# [SOLVED] Remote access to DVR



## BCCOMP (Jul 9, 2007)

Hi All,
Not sure what is going on but is anyone familiar with ADT DVR security?
Not sure if what I need to do is correct?

This is my issue:
Client wishes to access a DVR from a remote computer.

Specs:
ADT A-ADRP9E DVR:
http://www.adt-matrix.com/app/webroot/img/FCKeditor/File/Manuals/A-ADRP(1).pdf

Unable to upgrade the firmware for some reason even though I have followed this guide to a tee:
http://www.adt-matrix.com/index.php/tools/tech_notes/view/36


Under LAN settings (Setup) my only options are:
IP Adress: *192.168.1.129 *(default setting)
Gateway: *192.168.1.254 *(default setting)
Subnet Mask: *255.255.255.0 *(default setting)

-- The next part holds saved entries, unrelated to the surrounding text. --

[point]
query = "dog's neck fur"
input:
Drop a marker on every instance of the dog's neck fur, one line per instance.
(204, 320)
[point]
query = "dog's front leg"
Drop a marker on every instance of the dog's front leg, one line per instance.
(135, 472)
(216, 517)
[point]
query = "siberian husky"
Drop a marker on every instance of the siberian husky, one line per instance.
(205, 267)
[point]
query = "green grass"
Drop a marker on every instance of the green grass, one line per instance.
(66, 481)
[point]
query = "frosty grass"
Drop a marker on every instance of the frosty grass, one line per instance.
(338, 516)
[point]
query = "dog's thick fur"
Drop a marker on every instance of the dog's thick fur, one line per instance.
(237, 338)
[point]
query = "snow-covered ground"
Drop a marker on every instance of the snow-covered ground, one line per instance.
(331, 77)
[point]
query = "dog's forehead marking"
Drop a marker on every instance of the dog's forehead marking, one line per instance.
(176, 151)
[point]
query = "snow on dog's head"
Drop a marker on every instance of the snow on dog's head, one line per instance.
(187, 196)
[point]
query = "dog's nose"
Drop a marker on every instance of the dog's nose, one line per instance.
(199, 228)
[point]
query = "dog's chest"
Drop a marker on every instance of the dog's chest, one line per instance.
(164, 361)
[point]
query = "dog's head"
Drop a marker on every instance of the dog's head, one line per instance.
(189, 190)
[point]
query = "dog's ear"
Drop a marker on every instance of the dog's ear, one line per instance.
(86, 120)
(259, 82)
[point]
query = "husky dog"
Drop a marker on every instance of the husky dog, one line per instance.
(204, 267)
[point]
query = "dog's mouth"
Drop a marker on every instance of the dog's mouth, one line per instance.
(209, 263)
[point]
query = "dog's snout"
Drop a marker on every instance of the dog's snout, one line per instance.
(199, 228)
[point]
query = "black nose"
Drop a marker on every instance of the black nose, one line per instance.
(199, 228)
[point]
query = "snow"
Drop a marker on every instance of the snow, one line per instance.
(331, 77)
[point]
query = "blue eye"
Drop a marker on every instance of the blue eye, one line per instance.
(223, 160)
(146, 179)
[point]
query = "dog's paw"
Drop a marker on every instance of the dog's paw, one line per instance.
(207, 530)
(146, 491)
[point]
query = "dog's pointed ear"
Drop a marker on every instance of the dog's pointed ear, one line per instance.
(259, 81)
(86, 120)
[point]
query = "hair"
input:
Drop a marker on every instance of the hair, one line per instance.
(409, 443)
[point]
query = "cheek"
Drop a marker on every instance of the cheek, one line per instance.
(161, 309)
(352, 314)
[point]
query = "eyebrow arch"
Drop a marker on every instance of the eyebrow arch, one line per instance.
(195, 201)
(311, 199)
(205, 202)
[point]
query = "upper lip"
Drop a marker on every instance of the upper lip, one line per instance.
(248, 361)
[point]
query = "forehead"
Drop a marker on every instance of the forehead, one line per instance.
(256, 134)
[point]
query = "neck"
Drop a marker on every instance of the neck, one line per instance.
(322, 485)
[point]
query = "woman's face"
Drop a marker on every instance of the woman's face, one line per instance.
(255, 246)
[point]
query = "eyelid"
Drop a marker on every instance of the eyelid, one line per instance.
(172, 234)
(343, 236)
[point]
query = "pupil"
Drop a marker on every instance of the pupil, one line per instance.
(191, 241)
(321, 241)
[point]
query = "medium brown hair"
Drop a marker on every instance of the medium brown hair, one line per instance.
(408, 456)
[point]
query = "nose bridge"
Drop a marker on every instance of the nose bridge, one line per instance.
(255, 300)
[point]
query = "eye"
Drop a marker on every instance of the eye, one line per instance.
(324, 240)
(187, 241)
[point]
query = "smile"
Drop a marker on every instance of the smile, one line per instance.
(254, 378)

Do have the option to change USER and ADMIN passwords, but NO other options

I believe I have to change the IP address and Gateway
IP 192.168.0.* (*whatever meaning as long as it is between 1-255 and does not match an existing IP address on the network)
Gateway: 192.168.0.1 I believe I need to set it to the routers Gateway:4-dontkno
Subnet Mask 255.255.255.0 No change?



*Dlink EBR-2310* connected (bridged) to a Westhill modem using verizon dsl.:
http://www.dlink.com/products/?tab=3&pid=EBR-2310&rev=EBR-2310

Router IP 192.168.0.101
Gateway 192.168.0.1
Subnet mask 255.255.255.0

I know the ports have to be forwarded and should not be a issue, but not sure if the ports be directed to the DVR's IP or the computer?
*ADMIN*: 8200
*Watch*: 8016
*Search*: 10019
*Call back*: 8201

Location IP address 74.106.25.106


ADT RAS 2.8.0 (Remote Administration System)
http://adtviewpro.com/app/webroot/img/FCKeditor/File/Manuals/RAS_ADRP_V1.5.pdf

I know the client has to be added (using the DVR's IP address), but I am not sure about the DVRDNS server name. The above manual does not show a DVRDNS Server name as an option (page 7), but the RAS 2.8.0 program does have this option

I have setup a remote server using DYNDNS.org with the above Location IP address (74.106.25.106), so can I use that or do I have to pay for a program that has DVRDNS Server?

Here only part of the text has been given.